My baby digs when she's sleepy.


----------



## jmm

Dogs dig to make their "bed" comfy...it is an instinct called nesting. All dogs may do it. 

The best chew proof bed is no bed at all.


----------



## Dora's Mom

QUOTE (JMM @ Nov 19 2009, 02:19 PM) index.php?act=findpost&pid=853013


> Dogs dig to make their "bed" comfy...it is an instinct called nesting. All dogs may do it.
> 
> The best chew proof bed is no bed at all.[/B]

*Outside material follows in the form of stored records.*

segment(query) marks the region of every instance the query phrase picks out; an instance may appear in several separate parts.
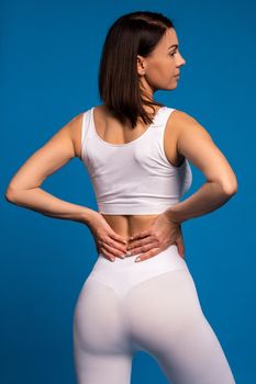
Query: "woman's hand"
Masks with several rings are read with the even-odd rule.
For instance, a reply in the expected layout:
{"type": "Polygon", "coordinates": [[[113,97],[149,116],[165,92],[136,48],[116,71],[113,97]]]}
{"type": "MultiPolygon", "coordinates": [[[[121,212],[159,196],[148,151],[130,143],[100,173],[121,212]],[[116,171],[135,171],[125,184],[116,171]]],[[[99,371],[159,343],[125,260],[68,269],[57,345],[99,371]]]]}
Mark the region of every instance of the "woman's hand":
{"type": "Polygon", "coordinates": [[[185,258],[181,226],[179,223],[171,222],[165,213],[156,217],[149,229],[130,237],[129,241],[130,256],[144,253],[135,261],[149,259],[172,244],[177,245],[179,255],[185,258]]]}
{"type": "Polygon", "coordinates": [[[111,261],[115,260],[114,256],[123,258],[127,241],[111,228],[99,212],[91,212],[87,225],[94,238],[98,253],[102,253],[111,261]]]}

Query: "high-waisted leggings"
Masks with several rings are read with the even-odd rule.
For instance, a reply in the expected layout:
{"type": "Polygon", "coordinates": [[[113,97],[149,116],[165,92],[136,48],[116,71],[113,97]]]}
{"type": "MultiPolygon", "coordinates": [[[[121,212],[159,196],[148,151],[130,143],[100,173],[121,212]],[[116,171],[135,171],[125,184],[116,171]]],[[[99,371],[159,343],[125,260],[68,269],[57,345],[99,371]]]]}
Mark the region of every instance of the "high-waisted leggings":
{"type": "Polygon", "coordinates": [[[134,262],[137,255],[112,262],[99,253],[81,287],[73,328],[78,383],[130,384],[133,357],[145,351],[171,384],[234,384],[177,246],[134,262]]]}

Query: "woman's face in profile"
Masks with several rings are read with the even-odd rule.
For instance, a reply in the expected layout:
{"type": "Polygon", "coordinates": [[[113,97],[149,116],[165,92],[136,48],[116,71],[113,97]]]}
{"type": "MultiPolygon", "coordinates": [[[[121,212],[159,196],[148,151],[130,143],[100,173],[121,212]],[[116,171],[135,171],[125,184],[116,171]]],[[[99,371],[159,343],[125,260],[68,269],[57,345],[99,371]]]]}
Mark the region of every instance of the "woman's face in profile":
{"type": "Polygon", "coordinates": [[[178,84],[180,67],[186,64],[178,50],[175,29],[168,29],[162,41],[147,57],[137,56],[137,70],[141,81],[153,92],[175,89],[178,84]]]}

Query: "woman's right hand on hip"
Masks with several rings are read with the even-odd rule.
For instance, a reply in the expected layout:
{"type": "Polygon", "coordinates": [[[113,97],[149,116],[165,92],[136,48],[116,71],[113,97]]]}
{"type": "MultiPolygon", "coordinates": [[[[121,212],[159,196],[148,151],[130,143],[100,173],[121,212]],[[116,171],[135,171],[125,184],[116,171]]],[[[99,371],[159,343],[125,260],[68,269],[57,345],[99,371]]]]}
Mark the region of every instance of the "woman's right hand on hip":
{"type": "Polygon", "coordinates": [[[111,228],[99,212],[91,213],[87,226],[93,236],[98,253],[102,253],[111,261],[114,261],[115,257],[123,258],[127,241],[111,228]]]}

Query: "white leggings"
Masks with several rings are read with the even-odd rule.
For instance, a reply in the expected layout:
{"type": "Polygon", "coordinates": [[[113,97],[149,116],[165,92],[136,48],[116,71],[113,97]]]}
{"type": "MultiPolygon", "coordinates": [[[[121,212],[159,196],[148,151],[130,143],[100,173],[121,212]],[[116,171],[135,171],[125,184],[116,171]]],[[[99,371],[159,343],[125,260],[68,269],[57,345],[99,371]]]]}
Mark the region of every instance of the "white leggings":
{"type": "Polygon", "coordinates": [[[151,259],[99,257],[74,313],[79,384],[130,384],[136,351],[153,357],[171,384],[234,384],[176,245],[151,259]]]}

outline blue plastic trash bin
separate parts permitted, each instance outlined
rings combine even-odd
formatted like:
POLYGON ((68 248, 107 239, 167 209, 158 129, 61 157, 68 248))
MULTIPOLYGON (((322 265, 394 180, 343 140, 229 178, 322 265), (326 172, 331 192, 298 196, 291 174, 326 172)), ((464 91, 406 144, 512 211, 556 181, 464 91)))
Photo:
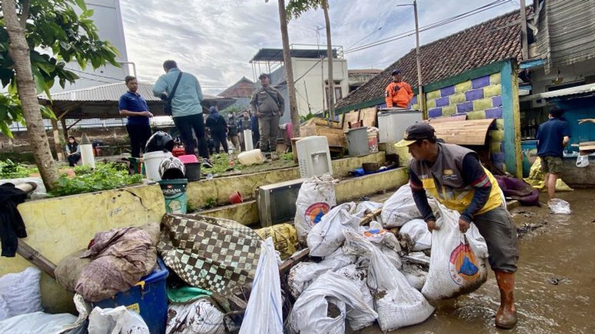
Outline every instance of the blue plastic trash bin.
POLYGON ((167 294, 165 278, 169 275, 167 267, 157 258, 157 264, 149 275, 125 292, 118 292, 114 297, 93 303, 93 307, 114 308, 124 305, 140 314, 151 334, 165 332, 167 321, 167 294))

Thanks J! I guess she's just sleepy. I'll throw a bigger towel in her pen but I always keep a close eye on her and will take it away if she tries to shred it.


----------



## cleooscar

All my 3 like to dig when we all get into bed. It's quite funny to see all 3 going at it at once.


----------



## Maglily

Jodi digs that lambswooly fabric too and tried to eat it...so no more of those beds. He still digs but doesn't damage the other beds.
He digs away and tries to gather a towel on the floor, moving backwards all around the room with his ears flapping.


----------



## paris

QUOTE (JMM @ Nov 19 2009, 02:19 PM) index.php?act=findpost&pid=853013


> The best chew proof bed is no bed at all.[/B]

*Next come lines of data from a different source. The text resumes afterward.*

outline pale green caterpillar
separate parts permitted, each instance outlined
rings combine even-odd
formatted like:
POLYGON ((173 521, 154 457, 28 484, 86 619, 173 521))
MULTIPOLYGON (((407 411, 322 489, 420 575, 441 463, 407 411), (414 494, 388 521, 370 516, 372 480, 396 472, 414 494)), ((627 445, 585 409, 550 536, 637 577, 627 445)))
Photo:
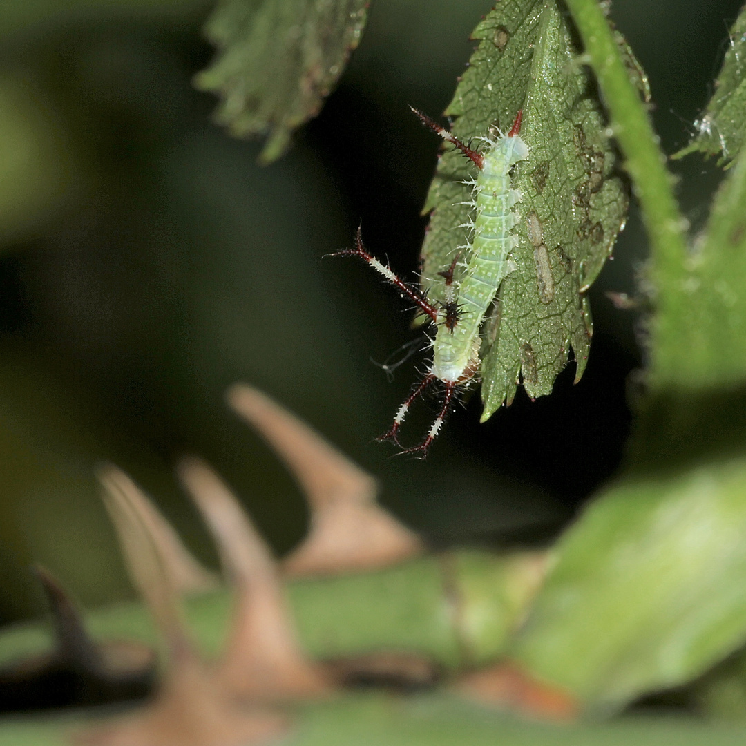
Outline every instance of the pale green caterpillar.
POLYGON ((512 188, 510 169, 528 157, 528 148, 521 139, 522 112, 518 111, 510 131, 497 138, 484 137, 483 153, 472 150, 448 130, 413 109, 422 122, 441 137, 456 145, 480 169, 474 185, 474 218, 465 226, 472 233, 471 240, 459 248, 461 252, 450 268, 440 272, 445 281, 445 301, 435 304, 418 289, 400 280, 391 269, 382 264, 363 245, 360 232, 356 248, 338 252, 364 259, 403 295, 413 301, 437 327, 432 340, 433 363, 394 418, 394 424, 379 439, 391 439, 398 445, 398 430, 412 403, 433 382, 445 386, 442 406, 427 435, 419 445, 403 449, 419 453, 422 457, 442 427, 460 387, 470 383, 480 369, 480 330, 487 310, 495 300, 500 283, 508 274, 508 257, 518 245, 513 228, 518 222, 514 207, 519 192, 512 188), (461 260, 461 257, 463 257, 461 260), (460 263, 460 260, 461 260, 460 263), (457 265, 462 270, 454 279, 457 265))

I can attest to that...after going through two beds, I bought our chocolate lab puppy a "chew proof" bed. You should see the big hole in put in that!

As far as digging, Paris loves to dig. She will dig in the carpet or in my lap. I can ask her if she wants to dig and off she goes.


----------



## silverhaven

It is odd isn't it? I have never had a dog that dug like that before. Lola tries to do it on my leather sofa :shocked: and on me. She knows not to now, I would tell her no and if she continued she went in her playpen, she got the message quickly. She is only allowed to dig on her little bed, and she loves to have a good go at that. Seems to be when she is tired or frustrated.


----------



## HaleysMom

I always ask Haley if she is trying to dig her way to China??


----------